If you choose MANY_TO_MANY, the system can match attributes across the sub-types of an attribute type. For example, if the value of the Email field of Profile A and the value of BusinessEmail field of Profile B matches, the two profiles are matched on the Email attribute type.
matchPurpose (string) --
An indicator of whether to generate IDs and index the data or not.
If you choose IDENTIFIER_GENERATION, the process generates IDs and indexes the data.
If you choose INDEXING, the process indexes the data without generating IDs.
ruleConditionProperties (dict) --
An object containing the rules for a matching workflow.
rules (list) --
A list of rule objects, each of which have fields ruleName and condition.
(dict) --
An object that defines the ruleCondition and the ruleName to use in a matching workflow.
ruleName (string) --
A name for the matching rule.
For example: Rule1
condition (string) --
A statement that specifies the conditions for a matching rule.
If your data is accurate, use an Exact matching function: Exact or ExactManyToMany.
If your data has variations in spelling or pronunciation, use a Fuzzy matching function: Cosine, Levenshtein, or Soundex.
Use operators if you want to combine ( AND), separate ( OR), or group matching functions (...).
For example: (Cosine(a, 10) AND Exact(b, true)) OR ExactManyToMany(c, d)

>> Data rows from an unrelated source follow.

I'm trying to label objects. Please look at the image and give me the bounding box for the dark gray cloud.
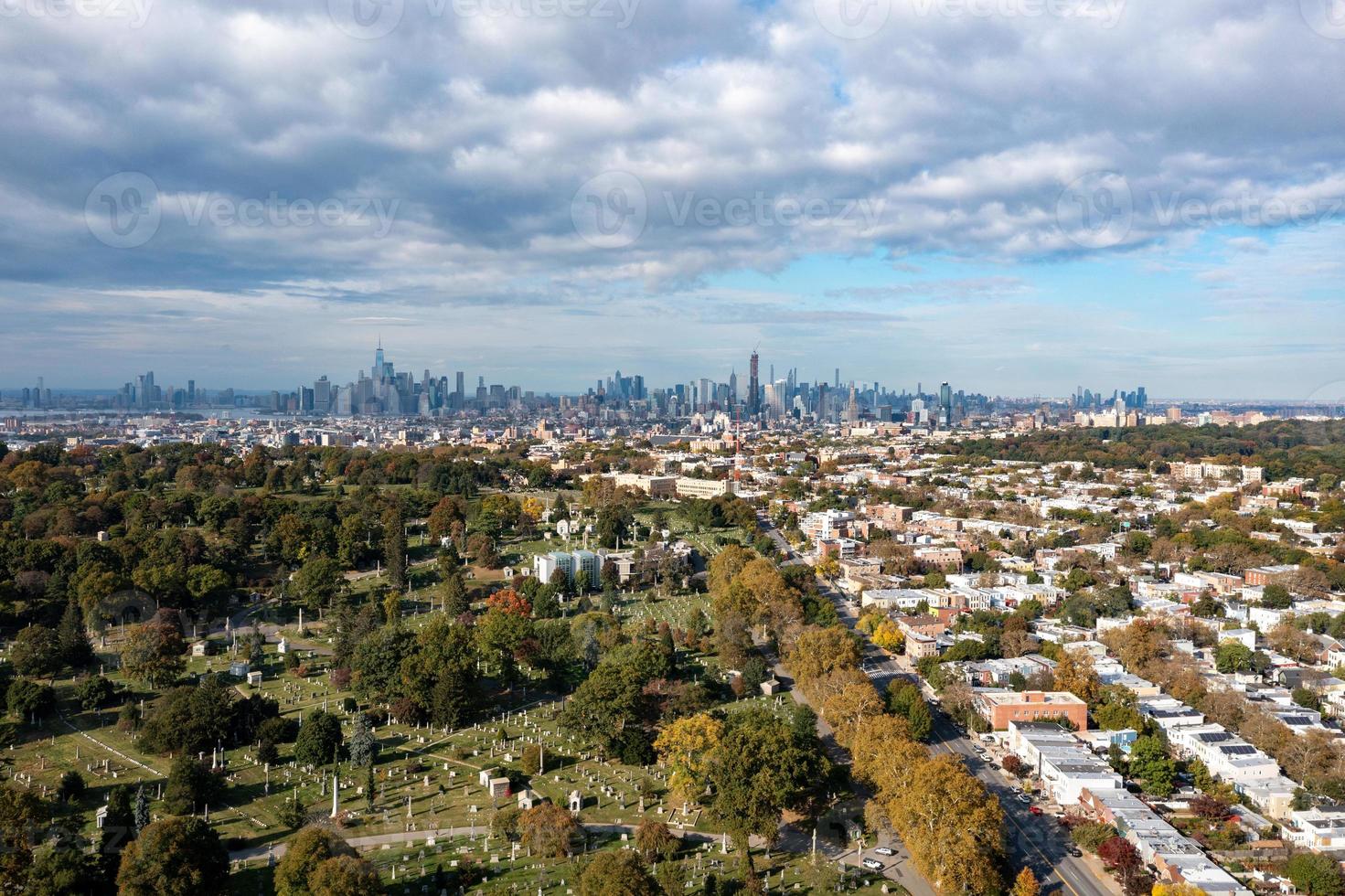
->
[0,0,1345,389]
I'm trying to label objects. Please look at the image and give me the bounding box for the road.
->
[762,508,1120,896]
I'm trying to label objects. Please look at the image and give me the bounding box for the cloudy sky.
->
[0,0,1345,399]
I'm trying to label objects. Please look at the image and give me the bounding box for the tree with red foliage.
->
[1190,794,1229,821]
[1097,837,1139,870]
[1097,837,1143,893]
[486,588,533,619]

providerProperties (dict) --
The properties of the provider service.
providerServiceArn (string) --
The ARN of the provider service.
providerConfiguration (:ref:`document<document>`) --
The required configuration fields to use with the provider service.
intermediateSourceConfiguration (dict) --
The Amazon S3 location that temporarily stores your data while it processes. Your information won't be saved permanently.
intermediateS3Path (string) --
The Amazon S3 location (bucket and prefix). For example: s3://provider_bucket/DOC-EXAMPLE-BUCKET
incrementalRunConfig (dict) --
An object which defines an incremental run type and has only incrementalRunType as a field.
incrementalRunType (string) --
The type of incremental run. The only valid value is IMMEDIATE. This appears as "Automatic" in the console.
roleArn (string) --
The Amazon Resource Name (ARN) of the IAM role. Entity Resolution assumes this role to create resources on your behalf as part of workflow execution.